Wednesday 28 October 2015

The Cancer Myth...



To be brutally honest, the process of re-mortgaging my flat every two years is never going to top my list of activities that fill me with joy and mirth. The only emotion that I have ever felt on seeing the six-figure sum that seems to have hardly diminished since the last ‘fixed’ period is the feeling of resignation that I will always have to work to live, and not the other way around. Still, there is something very pleasing about having the kind of financial adviser who, despite having to come to work dressed formally in a pin-striped suit, is more like a male bestie, the type who doesn’t mind a bit of idle chat thrown into the kind of conversation that often starts with world politics and ends up with the Kardashians. So although I may not enjoy poring over all the figures and being reminded why it was that I once needed the help of a tutor to pass my Maths O’Level, I will willingly spend more time than I need to in his company, simply for the quality of the conversation.

Since we’re on such good terms, it didn’t surprise me that after enquiring about my current health, my financial bestie then asked me a very leading question. ‘So, is it true that once you’ve been diagnosed with cancer, you don’t really sweat the small stuff any more ? Like those days when you’re stuck in traffic and suddenly someone cuts in front of you.
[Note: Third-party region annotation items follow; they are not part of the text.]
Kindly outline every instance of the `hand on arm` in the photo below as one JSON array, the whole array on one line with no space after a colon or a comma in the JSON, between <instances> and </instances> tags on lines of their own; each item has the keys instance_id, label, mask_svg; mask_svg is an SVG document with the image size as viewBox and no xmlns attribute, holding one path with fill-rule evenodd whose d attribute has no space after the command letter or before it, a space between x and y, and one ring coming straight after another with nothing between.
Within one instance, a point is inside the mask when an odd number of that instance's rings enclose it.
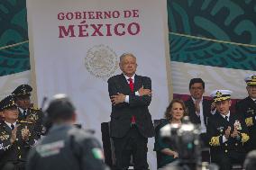
<instances>
[{"instance_id":1,"label":"hand on arm","mask_svg":"<svg viewBox=\"0 0 256 170\"><path fill-rule=\"evenodd\" d=\"M125 95L123 94L117 93L116 95L112 95L111 97L111 103L113 105L116 105L118 103L122 103L125 100Z\"/></svg>"},{"instance_id":2,"label":"hand on arm","mask_svg":"<svg viewBox=\"0 0 256 170\"><path fill-rule=\"evenodd\" d=\"M200 105L199 105L200 101L201 101L201 100L196 100L196 103L195 103L196 112L197 112L197 114L200 113Z\"/></svg>"}]
</instances>

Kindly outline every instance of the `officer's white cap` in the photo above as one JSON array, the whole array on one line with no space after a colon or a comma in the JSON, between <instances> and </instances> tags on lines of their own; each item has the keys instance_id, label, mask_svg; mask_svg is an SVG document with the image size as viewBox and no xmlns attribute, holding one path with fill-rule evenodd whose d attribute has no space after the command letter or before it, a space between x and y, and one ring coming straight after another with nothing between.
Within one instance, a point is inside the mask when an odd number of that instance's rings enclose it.
<instances>
[{"instance_id":1,"label":"officer's white cap","mask_svg":"<svg viewBox=\"0 0 256 170\"><path fill-rule=\"evenodd\" d=\"M256 74L248 75L244 81L248 85L256 85Z\"/></svg>"},{"instance_id":2,"label":"officer's white cap","mask_svg":"<svg viewBox=\"0 0 256 170\"><path fill-rule=\"evenodd\" d=\"M233 92L230 90L215 90L211 93L211 97L215 102L225 101L231 98L231 94Z\"/></svg>"}]
</instances>

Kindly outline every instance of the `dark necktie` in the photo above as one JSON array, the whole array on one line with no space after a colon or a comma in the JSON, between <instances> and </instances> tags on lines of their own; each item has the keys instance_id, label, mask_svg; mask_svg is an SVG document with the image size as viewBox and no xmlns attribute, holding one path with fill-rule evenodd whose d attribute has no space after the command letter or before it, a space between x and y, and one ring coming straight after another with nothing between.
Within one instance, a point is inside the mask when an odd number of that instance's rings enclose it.
<instances>
[{"instance_id":1,"label":"dark necktie","mask_svg":"<svg viewBox=\"0 0 256 170\"><path fill-rule=\"evenodd\" d=\"M27 112L26 112L26 110L23 111L23 116L24 118L27 116Z\"/></svg>"},{"instance_id":2,"label":"dark necktie","mask_svg":"<svg viewBox=\"0 0 256 170\"><path fill-rule=\"evenodd\" d=\"M131 92L133 92L134 86L133 86L133 78L129 78L128 81L129 81L130 90L131 90Z\"/></svg>"},{"instance_id":3,"label":"dark necktie","mask_svg":"<svg viewBox=\"0 0 256 170\"><path fill-rule=\"evenodd\" d=\"M133 85L133 78L128 78L128 81L129 81L130 90L131 90L131 92L133 92L133 90L134 90L134 85ZM135 116L134 116L134 115L132 116L131 123L132 123L132 124L135 124L135 123L136 123Z\"/></svg>"},{"instance_id":4,"label":"dark necktie","mask_svg":"<svg viewBox=\"0 0 256 170\"><path fill-rule=\"evenodd\" d=\"M14 128L15 128L14 125L14 124L11 124L11 129L12 129L12 130L14 130Z\"/></svg>"}]
</instances>

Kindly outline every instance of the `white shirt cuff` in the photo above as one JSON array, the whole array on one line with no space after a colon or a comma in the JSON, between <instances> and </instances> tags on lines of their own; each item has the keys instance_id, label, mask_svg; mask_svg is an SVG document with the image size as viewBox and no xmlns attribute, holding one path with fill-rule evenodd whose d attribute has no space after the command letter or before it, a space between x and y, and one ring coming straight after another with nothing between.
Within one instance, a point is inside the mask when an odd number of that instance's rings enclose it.
<instances>
[{"instance_id":1,"label":"white shirt cuff","mask_svg":"<svg viewBox=\"0 0 256 170\"><path fill-rule=\"evenodd\" d=\"M226 141L227 141L227 139L225 139L224 136L223 136L223 143L224 143L224 142L226 142Z\"/></svg>"}]
</instances>

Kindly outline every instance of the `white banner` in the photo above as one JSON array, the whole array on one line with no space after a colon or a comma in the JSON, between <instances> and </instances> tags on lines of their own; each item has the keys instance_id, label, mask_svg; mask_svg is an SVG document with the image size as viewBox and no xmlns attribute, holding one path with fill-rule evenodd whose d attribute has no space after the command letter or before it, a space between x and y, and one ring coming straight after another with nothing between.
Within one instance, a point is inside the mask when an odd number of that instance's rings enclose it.
<instances>
[{"instance_id":1,"label":"white banner","mask_svg":"<svg viewBox=\"0 0 256 170\"><path fill-rule=\"evenodd\" d=\"M166 0L27 0L27 8L39 105L45 96L67 94L78 121L101 140L100 123L110 121L111 112L106 80L121 73L119 56L131 52L137 74L152 80L152 118L163 117L169 103ZM155 169L152 141L149 151Z\"/></svg>"},{"instance_id":2,"label":"white banner","mask_svg":"<svg viewBox=\"0 0 256 170\"><path fill-rule=\"evenodd\" d=\"M30 70L0 76L0 100L11 95L12 92L23 84L31 85Z\"/></svg>"}]
</instances>

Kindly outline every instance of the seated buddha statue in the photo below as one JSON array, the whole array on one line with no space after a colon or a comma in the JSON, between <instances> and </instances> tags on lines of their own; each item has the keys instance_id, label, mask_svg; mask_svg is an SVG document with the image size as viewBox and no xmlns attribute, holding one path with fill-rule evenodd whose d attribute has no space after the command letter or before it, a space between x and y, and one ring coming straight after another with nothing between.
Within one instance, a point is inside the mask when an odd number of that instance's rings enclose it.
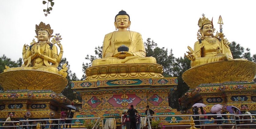
<instances>
[{"instance_id":1,"label":"seated buddha statue","mask_svg":"<svg viewBox=\"0 0 256 129\"><path fill-rule=\"evenodd\" d=\"M128 30L131 25L130 16L123 10L116 15L114 22L116 30L105 36L102 59L94 59L92 66L121 63L156 63L155 59L146 57L146 50L141 35ZM119 52L125 46L129 50Z\"/></svg>"},{"instance_id":2,"label":"seated buddha statue","mask_svg":"<svg viewBox=\"0 0 256 129\"><path fill-rule=\"evenodd\" d=\"M21 67L9 68L6 71L37 70L58 73L57 67L63 53L62 45L58 42L57 44L60 49L58 54L57 47L49 42L51 38L53 36L52 35L53 30L51 29L49 24L46 25L41 22L39 25L36 25L35 31L37 34L35 37L37 38L38 42L33 40L30 46L23 46L22 55L24 63Z\"/></svg>"},{"instance_id":3,"label":"seated buddha statue","mask_svg":"<svg viewBox=\"0 0 256 129\"><path fill-rule=\"evenodd\" d=\"M215 29L213 28L212 19L211 21L203 14L202 15L198 22L198 32L200 32L200 34L197 33L198 41L195 43L194 50L188 46L188 54L185 55L191 60L191 67L219 61L233 59L228 46L230 43L223 38L223 35L222 38L214 36ZM222 32L222 30L221 31Z\"/></svg>"}]
</instances>

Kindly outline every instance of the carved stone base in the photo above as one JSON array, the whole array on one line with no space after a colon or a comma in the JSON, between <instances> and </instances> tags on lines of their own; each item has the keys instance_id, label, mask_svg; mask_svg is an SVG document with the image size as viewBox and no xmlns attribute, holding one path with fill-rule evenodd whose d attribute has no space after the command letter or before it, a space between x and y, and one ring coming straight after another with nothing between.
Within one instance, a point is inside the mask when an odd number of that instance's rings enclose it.
<instances>
[{"instance_id":1,"label":"carved stone base","mask_svg":"<svg viewBox=\"0 0 256 129\"><path fill-rule=\"evenodd\" d=\"M100 65L88 68L85 73L87 76L86 80L134 77L164 77L162 75L162 66L150 63Z\"/></svg>"},{"instance_id":2,"label":"carved stone base","mask_svg":"<svg viewBox=\"0 0 256 129\"><path fill-rule=\"evenodd\" d=\"M68 84L61 75L36 70L22 70L0 74L0 84L5 90L51 90L60 93Z\"/></svg>"},{"instance_id":3,"label":"carved stone base","mask_svg":"<svg viewBox=\"0 0 256 129\"><path fill-rule=\"evenodd\" d=\"M200 65L186 71L182 78L192 88L200 84L229 81L251 82L256 74L256 63L246 60L219 61Z\"/></svg>"}]
</instances>

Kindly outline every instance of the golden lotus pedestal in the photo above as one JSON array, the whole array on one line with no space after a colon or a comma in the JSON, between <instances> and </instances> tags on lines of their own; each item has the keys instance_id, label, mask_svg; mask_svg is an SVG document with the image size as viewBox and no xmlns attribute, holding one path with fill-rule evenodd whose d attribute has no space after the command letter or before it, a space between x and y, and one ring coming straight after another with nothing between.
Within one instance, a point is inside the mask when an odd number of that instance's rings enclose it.
<instances>
[{"instance_id":1,"label":"golden lotus pedestal","mask_svg":"<svg viewBox=\"0 0 256 129\"><path fill-rule=\"evenodd\" d=\"M177 78L163 77L160 65L101 65L88 68L86 72L86 80L71 83L72 89L83 100L82 110L75 115L77 118L115 118L120 125L122 113L131 105L142 116L145 116L147 105L155 112L154 115L180 113L169 106L168 99L168 94L178 83ZM160 119L171 121L171 118Z\"/></svg>"},{"instance_id":2,"label":"golden lotus pedestal","mask_svg":"<svg viewBox=\"0 0 256 129\"><path fill-rule=\"evenodd\" d=\"M35 70L0 74L0 119L59 118L62 108L72 102L59 93L67 84L62 76ZM48 121L46 121L48 122Z\"/></svg>"},{"instance_id":3,"label":"golden lotus pedestal","mask_svg":"<svg viewBox=\"0 0 256 129\"><path fill-rule=\"evenodd\" d=\"M256 83L252 81L255 74L256 64L247 61L218 61L195 67L182 75L191 89L179 101L189 109L195 103L204 103L209 114L217 104L234 106L241 111L255 114Z\"/></svg>"}]
</instances>

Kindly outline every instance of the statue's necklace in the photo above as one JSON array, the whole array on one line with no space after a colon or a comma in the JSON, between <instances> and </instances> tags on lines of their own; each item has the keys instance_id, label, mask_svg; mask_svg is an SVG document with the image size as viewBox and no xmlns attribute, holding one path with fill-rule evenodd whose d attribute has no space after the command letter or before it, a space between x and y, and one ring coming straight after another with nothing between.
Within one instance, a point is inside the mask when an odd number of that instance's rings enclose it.
<instances>
[{"instance_id":1,"label":"statue's necklace","mask_svg":"<svg viewBox=\"0 0 256 129\"><path fill-rule=\"evenodd\" d=\"M204 39L208 42L209 42L209 43L211 44L214 44L215 43L217 43L217 39L208 39L206 38Z\"/></svg>"}]
</instances>

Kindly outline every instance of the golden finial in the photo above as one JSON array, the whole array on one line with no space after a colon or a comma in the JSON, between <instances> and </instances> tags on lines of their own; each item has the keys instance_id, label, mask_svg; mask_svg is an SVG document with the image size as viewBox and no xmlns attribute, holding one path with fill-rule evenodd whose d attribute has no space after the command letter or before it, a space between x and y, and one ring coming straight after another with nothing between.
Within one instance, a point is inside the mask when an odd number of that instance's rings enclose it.
<instances>
[{"instance_id":1,"label":"golden finial","mask_svg":"<svg viewBox=\"0 0 256 129\"><path fill-rule=\"evenodd\" d=\"M37 129L40 129L40 124L38 123L37 124Z\"/></svg>"},{"instance_id":2,"label":"golden finial","mask_svg":"<svg viewBox=\"0 0 256 129\"><path fill-rule=\"evenodd\" d=\"M199 28L201 29L201 28L205 24L210 24L212 25L212 27L213 27L213 25L212 23L212 21L211 21L209 20L208 19L205 17L204 16L205 14L203 14L202 15L203 17L202 18L200 18L198 21L198 26Z\"/></svg>"},{"instance_id":3,"label":"golden finial","mask_svg":"<svg viewBox=\"0 0 256 129\"><path fill-rule=\"evenodd\" d=\"M218 24L223 24L223 21L222 20L222 18L221 17L221 15L220 15L219 17L219 19L218 20Z\"/></svg>"},{"instance_id":4,"label":"golden finial","mask_svg":"<svg viewBox=\"0 0 256 129\"><path fill-rule=\"evenodd\" d=\"M197 128L195 127L194 126L195 125L195 124L194 123L194 119L193 119L193 117L190 117L190 125L191 126L189 128L190 129L196 129Z\"/></svg>"}]
</instances>

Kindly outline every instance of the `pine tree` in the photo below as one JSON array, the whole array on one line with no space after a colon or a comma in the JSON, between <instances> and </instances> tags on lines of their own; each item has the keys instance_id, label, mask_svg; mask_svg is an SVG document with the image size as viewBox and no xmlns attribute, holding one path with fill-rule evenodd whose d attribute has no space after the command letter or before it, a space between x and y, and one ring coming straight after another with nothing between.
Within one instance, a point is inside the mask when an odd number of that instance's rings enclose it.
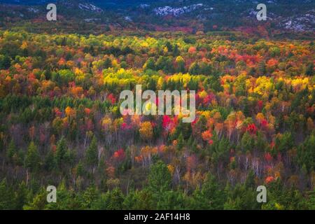
<instances>
[{"instance_id":1,"label":"pine tree","mask_svg":"<svg viewBox=\"0 0 315 224\"><path fill-rule=\"evenodd\" d=\"M90 166L96 166L98 163L99 157L97 151L97 140L93 136L92 142L85 153L86 163Z\"/></svg>"},{"instance_id":2,"label":"pine tree","mask_svg":"<svg viewBox=\"0 0 315 224\"><path fill-rule=\"evenodd\" d=\"M27 148L27 153L25 158L25 167L31 172L36 172L40 166L41 158L36 146L33 141Z\"/></svg>"}]
</instances>

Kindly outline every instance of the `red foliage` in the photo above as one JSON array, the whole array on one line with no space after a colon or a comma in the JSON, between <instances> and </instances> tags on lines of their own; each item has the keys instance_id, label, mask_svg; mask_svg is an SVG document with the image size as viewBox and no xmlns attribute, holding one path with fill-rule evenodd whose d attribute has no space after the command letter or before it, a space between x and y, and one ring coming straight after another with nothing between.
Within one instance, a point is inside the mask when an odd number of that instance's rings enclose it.
<instances>
[{"instance_id":1,"label":"red foliage","mask_svg":"<svg viewBox=\"0 0 315 224\"><path fill-rule=\"evenodd\" d=\"M271 182L272 182L272 181L274 181L274 177L271 176L267 176L267 177L266 178L266 179L265 180L265 182L266 183L271 183Z\"/></svg>"},{"instance_id":2,"label":"red foliage","mask_svg":"<svg viewBox=\"0 0 315 224\"><path fill-rule=\"evenodd\" d=\"M123 149L120 148L115 151L113 155L114 159L118 160L119 161L122 161L125 159L125 154Z\"/></svg>"},{"instance_id":3,"label":"red foliage","mask_svg":"<svg viewBox=\"0 0 315 224\"><path fill-rule=\"evenodd\" d=\"M115 103L116 102L116 98L115 97L115 96L111 93L108 97L107 99L111 102L111 104L115 104Z\"/></svg>"},{"instance_id":4,"label":"red foliage","mask_svg":"<svg viewBox=\"0 0 315 224\"><path fill-rule=\"evenodd\" d=\"M255 124L249 124L246 127L246 132L251 134L255 134L257 133L257 127Z\"/></svg>"},{"instance_id":5,"label":"red foliage","mask_svg":"<svg viewBox=\"0 0 315 224\"><path fill-rule=\"evenodd\" d=\"M265 159L267 162L271 162L272 160L272 156L270 155L270 153L267 153L265 154Z\"/></svg>"}]
</instances>

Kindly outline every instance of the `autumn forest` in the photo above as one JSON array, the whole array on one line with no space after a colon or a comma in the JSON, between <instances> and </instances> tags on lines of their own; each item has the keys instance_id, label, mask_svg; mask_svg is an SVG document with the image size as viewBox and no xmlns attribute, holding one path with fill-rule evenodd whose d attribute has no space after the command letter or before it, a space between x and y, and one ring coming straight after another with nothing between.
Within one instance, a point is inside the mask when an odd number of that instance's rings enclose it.
<instances>
[{"instance_id":1,"label":"autumn forest","mask_svg":"<svg viewBox=\"0 0 315 224\"><path fill-rule=\"evenodd\" d=\"M0 209L315 209L314 51L236 31L1 29ZM195 120L122 115L136 85L195 90Z\"/></svg>"}]
</instances>

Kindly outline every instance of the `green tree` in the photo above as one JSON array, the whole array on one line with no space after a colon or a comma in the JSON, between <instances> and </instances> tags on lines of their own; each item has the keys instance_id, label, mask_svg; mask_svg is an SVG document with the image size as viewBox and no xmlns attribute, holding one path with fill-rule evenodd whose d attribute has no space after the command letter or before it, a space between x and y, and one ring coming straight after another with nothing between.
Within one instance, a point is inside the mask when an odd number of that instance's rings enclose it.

Do things still get to you ?’

In retrospect I should have taken more time to figure out how to answer this. I liked his honesty, his genuineness and the fact that he really wanted to discover whether the myth was true. My gut reaction was to say with some bravado, ‘hell yeah, things still wind me up, sometimes I curse more simply because I can. In fact there are days when I’m just waiting for someone to put a foot wrong, just so that I can project on to them. Call it a cheap and effective version of therapy'. But of course I don’t say this because it isn’t altogether true.

Sometimes when I’ve spent most of the day inside my head having dashed from school to hospital to work to home, I’m so exhausted from having worn so many hats in such a short space of time that someone really could knock me over and walk across me and I’d probably get up, dust myself off and continue on my merry way. Because, like most things in life, my feelings are in a constant state of flux. Sometimes I feel angry and shouty and other times completely serene. The myth about cancer is that the payoff to having to spend the best part of a year with a cocktail of poisons infused throughout your body or being zapped by gamma rays, is that somehow you will come out of the experience a better, stronger and wiser person, that your patience will be boundless, that your ability to encounter the complexities of life will become god-like. Well, it isn’t like that really.

I don’t remember where I began, but I told him that yes, I still get angry over silly things, in the same way that I probably did before a cancer cell ever developed in my body. But the thing that I try to do differently is to be aware of the fact that I'm still able to do this. When I’m frustrated with my journey to work, I remind myself of the time when I was too weak to do the seven minute walk to my local station. When I’m on a bus and someone is rude to me, instead of immediately throwing an insult back, I try fixing my gaze at the window. I understand that sometimes silence is the best answer. And I continue my journey in peace without having had to absorb their negativity. This may sound as if my reluctant dalliance with the big C has now transformed me into Mother Teresa. It hasn't. The mind likes to stubbornly cling on to the ugly, so I'm always in a fight with my ego. But I find, I say, that even when I do lose it, those red mist moments often get shorter. I find myself playing the ‘will this really matter in five years time ?’ game. And invariably, the answer is always no. He listens intently and with admiration, as if I’ve just revealed the secret to happiness in the Modern world. I try my best to make my words sound more pragmatic than they really are, but it's too late and without intentionally doing so, I fear that I have just reinforced yet another cancer myth about life after diagnosis.